Perhaps you are marking a significant occasion or simply filling a space your garden, either way planting a tree is an important event. Follow our expert advice to get this just right.

 

A gardener’s advice

1. The ideal planting time for deciduous trees is mid-autumn to early spring, providing the ground is neither waterlogged nor frozen. Broad-leaved evergreens and conifers are best planted earlier in the autumn or later in spring, when the soil is warm and moist. Keep roots moist to prevent foliage from shedding.

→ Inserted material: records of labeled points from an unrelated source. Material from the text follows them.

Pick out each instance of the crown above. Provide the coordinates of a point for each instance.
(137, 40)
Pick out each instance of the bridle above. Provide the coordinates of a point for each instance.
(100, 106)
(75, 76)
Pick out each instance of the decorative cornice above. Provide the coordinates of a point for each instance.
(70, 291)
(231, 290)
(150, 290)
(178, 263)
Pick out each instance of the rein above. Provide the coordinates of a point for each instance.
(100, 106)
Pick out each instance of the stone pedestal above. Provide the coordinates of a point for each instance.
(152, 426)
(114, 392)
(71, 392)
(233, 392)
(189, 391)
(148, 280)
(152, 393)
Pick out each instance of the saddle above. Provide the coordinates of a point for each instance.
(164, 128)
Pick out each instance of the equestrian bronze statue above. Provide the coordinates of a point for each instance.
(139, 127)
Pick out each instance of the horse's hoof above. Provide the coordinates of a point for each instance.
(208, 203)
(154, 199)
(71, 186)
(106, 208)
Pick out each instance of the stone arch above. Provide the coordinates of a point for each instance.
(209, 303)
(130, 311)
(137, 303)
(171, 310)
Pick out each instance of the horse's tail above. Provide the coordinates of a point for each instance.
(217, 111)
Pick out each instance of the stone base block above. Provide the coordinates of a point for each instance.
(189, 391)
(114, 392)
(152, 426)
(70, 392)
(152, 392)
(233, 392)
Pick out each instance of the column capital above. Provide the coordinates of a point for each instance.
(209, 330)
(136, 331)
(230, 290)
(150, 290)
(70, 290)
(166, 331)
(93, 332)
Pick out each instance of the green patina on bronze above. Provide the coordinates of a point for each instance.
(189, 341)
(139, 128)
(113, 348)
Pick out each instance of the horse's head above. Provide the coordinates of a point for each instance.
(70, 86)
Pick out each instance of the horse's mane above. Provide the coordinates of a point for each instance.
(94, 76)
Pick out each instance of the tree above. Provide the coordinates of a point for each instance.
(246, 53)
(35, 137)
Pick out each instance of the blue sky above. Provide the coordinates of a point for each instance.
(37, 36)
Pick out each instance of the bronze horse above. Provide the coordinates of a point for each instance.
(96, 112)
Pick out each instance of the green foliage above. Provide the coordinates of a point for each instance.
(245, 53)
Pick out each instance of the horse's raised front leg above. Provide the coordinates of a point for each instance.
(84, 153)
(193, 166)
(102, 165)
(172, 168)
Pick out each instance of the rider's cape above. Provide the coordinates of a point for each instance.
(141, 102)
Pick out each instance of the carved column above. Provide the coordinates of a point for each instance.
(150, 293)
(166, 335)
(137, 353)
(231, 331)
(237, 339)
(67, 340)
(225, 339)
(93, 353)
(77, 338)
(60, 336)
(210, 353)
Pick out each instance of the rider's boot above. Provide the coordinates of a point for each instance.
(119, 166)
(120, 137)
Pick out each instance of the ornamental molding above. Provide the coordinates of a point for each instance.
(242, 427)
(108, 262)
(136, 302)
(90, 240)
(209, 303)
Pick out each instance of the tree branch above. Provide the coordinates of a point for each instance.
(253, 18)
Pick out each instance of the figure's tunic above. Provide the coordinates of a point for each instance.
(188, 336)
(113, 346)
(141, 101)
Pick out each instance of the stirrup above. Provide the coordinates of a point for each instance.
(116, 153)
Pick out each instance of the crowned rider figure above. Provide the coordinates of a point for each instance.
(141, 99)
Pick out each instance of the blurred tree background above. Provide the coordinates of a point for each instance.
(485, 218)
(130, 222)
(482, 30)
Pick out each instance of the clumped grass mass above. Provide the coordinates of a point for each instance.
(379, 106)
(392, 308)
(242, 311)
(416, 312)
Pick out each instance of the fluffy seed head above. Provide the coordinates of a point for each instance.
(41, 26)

2. Trees ordered from a nursery will probably arrive bare rooted, with their roots either contained in a ball of soil wrapped in hessian, or in a wire basket. If you pick the tree up from the nursery, it may already be growing in a container. In that case it can be planted at any time except when the soil is frozen. Where summers are hot, avoid planting during periods of extreme heat.

3. In the case of some soils, inadequate drainage may result in poor growth of newly planted trees; therefore, ensuring good drainage is a prime consideration. The first step is proper selection of the planting site. A spot that is swampy or where water tends to collect after a rainfall is not a good place to plant most trees.

4. For the average young tree, the planting hole should be about 1 meter across and 45 centimetres deep—large enough to give the roots room to spread in all directions.

5. If you are planting in grass, mark out a circle and remove the turf. Break it up, and save it to incorporate with the soil you put around the roots. Begin digging from the centre of the circle, saving the topsoil as you go. When you see the soil becoming more yellowish or lighter coloured, it means you have reached the less organic subsoil. Keep digging, but put this in a separate pile.

6. When the hole is dug, fill it with water to test drainage. 

7. Sometimes a layer of impermeable soil will be fairly thin, and you can break through by thrusting your garden fork deeply into the bottom of the hole. If so, break up the base of the hole and proceed. If not, you might be well advised to pick another site.

8. All trees should be staked during their first 2 or 3 years. Stout wooden stakes treated with wood preservative are obtainable from most garden centres and nurseries. They should be long enough to hold the trunk upright but allow the crown and upper trunk to flex in the wind. With a bare-rooted tree, use a single stake driven in before planting; if the roots are incased in a ball of soil, drive in 2 stakes after planting, one on either side of the root ball.

9. Make starting holes for the sharpened stakes, insert them, and hammer them in with a sledge hammer.

10. Place a layer of rubble in the bottom of the hole you have dug to increase aeration. This is of value only if the hole already drains; it will not solve the problem of poor drainage.

11. Add soil and compost. Mix the subsoil you have taken out with an equal amount of topsoil, and use to form a thin layer in the hole. Tread firmly, fill with water, and let drain before positioning your tree in the hole.